Sur ce territoire, le poids du parc collectif indique le nombre de bâtiments concernés par une procédure d'assemblée générale. On relève 2.39 personne(s) par logement, environ 2 774 logements chauffés au gaz ou au fioul, 2 858 diagnostics publiés par l'ADEME, en zone climatique H1c. Ces valeurs ne décident d'aucun projet à elles seules, mais elles fixent l'ordre de grandeur dans lequel un chiffrage à Belleville-en-Beaujolais est crédible.
Le gisement local se lit dans les mêmes données : 2 774 logements encore chauffés au gaz ou au fioul, soit 47 % du parc, de l'ordre de 2 974 maisons individuelles, 487 diagnostics publiés pour 1 000 résidences principales.

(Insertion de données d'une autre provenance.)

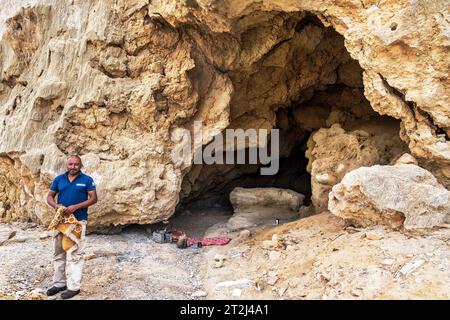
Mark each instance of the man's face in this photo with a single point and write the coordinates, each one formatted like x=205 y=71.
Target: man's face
x=73 y=165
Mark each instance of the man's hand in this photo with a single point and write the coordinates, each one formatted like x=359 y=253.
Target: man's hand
x=70 y=209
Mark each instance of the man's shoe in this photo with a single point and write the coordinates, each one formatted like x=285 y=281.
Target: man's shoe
x=69 y=294
x=54 y=290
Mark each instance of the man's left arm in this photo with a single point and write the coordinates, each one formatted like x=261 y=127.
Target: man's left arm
x=89 y=202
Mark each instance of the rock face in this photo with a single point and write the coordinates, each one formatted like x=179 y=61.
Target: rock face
x=114 y=80
x=400 y=195
x=333 y=152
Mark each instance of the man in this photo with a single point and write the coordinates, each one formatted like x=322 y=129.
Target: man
x=76 y=192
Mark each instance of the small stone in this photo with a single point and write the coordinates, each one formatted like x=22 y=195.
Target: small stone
x=282 y=291
x=389 y=261
x=241 y=283
x=412 y=265
x=44 y=235
x=272 y=273
x=272 y=280
x=244 y=234
x=259 y=285
x=274 y=255
x=199 y=294
x=236 y=292
x=373 y=235
x=89 y=256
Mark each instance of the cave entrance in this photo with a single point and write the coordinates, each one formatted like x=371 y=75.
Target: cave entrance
x=305 y=82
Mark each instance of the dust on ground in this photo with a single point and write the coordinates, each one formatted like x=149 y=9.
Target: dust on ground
x=313 y=258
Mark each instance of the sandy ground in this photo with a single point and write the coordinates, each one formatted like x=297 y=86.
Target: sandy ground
x=312 y=258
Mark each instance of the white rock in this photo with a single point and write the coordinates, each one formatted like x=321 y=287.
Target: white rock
x=198 y=294
x=390 y=194
x=241 y=283
x=236 y=292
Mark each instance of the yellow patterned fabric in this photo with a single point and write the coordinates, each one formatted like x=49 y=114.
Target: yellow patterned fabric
x=69 y=226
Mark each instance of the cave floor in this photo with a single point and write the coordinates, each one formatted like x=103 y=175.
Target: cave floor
x=313 y=258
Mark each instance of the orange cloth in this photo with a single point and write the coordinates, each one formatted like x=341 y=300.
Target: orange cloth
x=69 y=226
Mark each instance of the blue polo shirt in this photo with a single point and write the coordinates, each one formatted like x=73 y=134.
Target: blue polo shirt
x=75 y=192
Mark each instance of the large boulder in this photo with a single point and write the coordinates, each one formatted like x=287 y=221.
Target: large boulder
x=332 y=152
x=399 y=195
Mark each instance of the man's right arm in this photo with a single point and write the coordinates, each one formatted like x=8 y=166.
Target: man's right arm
x=51 y=199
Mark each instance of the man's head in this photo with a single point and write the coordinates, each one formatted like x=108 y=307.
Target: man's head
x=74 y=164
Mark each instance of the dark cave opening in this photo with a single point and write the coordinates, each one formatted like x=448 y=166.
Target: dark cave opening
x=330 y=91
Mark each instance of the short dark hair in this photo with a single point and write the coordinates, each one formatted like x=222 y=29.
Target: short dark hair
x=73 y=156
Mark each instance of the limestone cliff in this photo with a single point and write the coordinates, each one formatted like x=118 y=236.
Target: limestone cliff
x=112 y=80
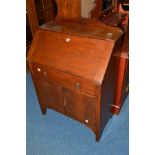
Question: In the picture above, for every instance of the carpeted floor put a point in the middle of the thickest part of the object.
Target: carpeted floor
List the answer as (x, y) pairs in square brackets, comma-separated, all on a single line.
[(56, 134)]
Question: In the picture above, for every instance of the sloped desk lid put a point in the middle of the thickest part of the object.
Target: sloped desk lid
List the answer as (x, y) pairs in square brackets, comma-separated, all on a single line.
[(87, 58)]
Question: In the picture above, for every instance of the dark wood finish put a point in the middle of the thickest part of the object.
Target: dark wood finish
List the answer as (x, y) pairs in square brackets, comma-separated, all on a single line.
[(32, 15), (75, 70), (122, 88), (68, 9)]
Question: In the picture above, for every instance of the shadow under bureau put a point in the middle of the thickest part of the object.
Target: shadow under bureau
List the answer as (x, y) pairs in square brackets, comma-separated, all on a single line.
[(74, 69)]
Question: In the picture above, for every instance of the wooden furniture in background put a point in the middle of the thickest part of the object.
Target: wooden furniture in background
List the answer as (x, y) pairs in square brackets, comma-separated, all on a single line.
[(111, 12), (74, 69), (38, 12)]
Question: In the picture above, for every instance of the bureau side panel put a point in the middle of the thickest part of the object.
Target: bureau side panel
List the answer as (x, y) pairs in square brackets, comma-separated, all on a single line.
[(108, 91)]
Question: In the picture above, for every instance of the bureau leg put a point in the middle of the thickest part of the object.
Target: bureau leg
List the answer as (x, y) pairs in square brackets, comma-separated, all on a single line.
[(98, 137), (43, 110)]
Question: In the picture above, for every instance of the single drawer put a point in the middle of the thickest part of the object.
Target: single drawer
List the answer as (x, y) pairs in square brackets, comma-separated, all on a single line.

Ce volume ne préjuge d'aucune éligibilité individuelle : il indique seulement où se concentrent, à Belleville-en-Beaujolais, les situations où le scénario décrit sur cette page a le plus de chances d'être pertinent.
Avant de choisir, regarder ce qui chauffe déjà : à Belleville-en-Beaujolais, le gaz couvre 45 % du parc, le fioul 3 %, l'électricité 35 %. Un programme voté en assemblée générale s'apprécie à l'aune de cette énergie de départ, seule référence pour estimer l'économie réellement obtenue.
L'arbitrage se fait en part d'assiette : à Belleville-en-Beaujolais, le programme collectif en absorbe environ 20460 %. Il reste donc de la marge pour les autres lots du bouquet, sachant que l'aide portée par ce seul poste va de 18 000 € à 32 000 € selon la catégorie de ressources.
Solde du dossier à Belleville-en-Beaujolais : la pièce déterminante est la levée des réserves lot par lot. Sans elle, aucun versement, alors même que l'aide en jeu atteint 32 000 € au taux le plus favorable sur une assiette de 40 000 € HT.
Le marché local ne s'arrête pas à la commune : pour un programme voté en assemblée générale à Belleville-en-Beaujolais, élargir la consultation à l'ensemble du département (Rhône) augmente le nombre d'offres comparables sans dégrader la réactivité du chantier.
Dans l'ordonnancement du chantier à Belleville-en-Beaujolais, un programme voté en assemblée générale mobilise un maître d'œuvre mandaté par le syndicat pendant dix-huit à trente mois, études comprises. Cette durée se cale entre l'audit préalable et la mise en service du générateur : la déplacer en fin de chantier oblige presque toujours à reprendre des interfaces déjà refermées.
La densité de diagnostics renseigne sur la maturité du marché : 2 858 DPE publiés par l'ADEME à Belleville-en-Beaujolais, soit 487 pour 1 000 résidences principales. Un tel volume conditionne les délais de un maître d'œuvre mandaté par le syndicat, dont l'intervention sur un programme voté en assemblée générale dure dix-huit à trente mois, études comprises.
Pourquoi la même solution ne se classe pas au même rang partout : à Belleville-en-Beaujolais relève de la zone H1c, dont la base conventionnelle atteint 250 kWh/m²/an. Le temps de retour de un programme voté en assemblée générale s'en trouve mécaniquement raccourci par rapport aux zones plus douces.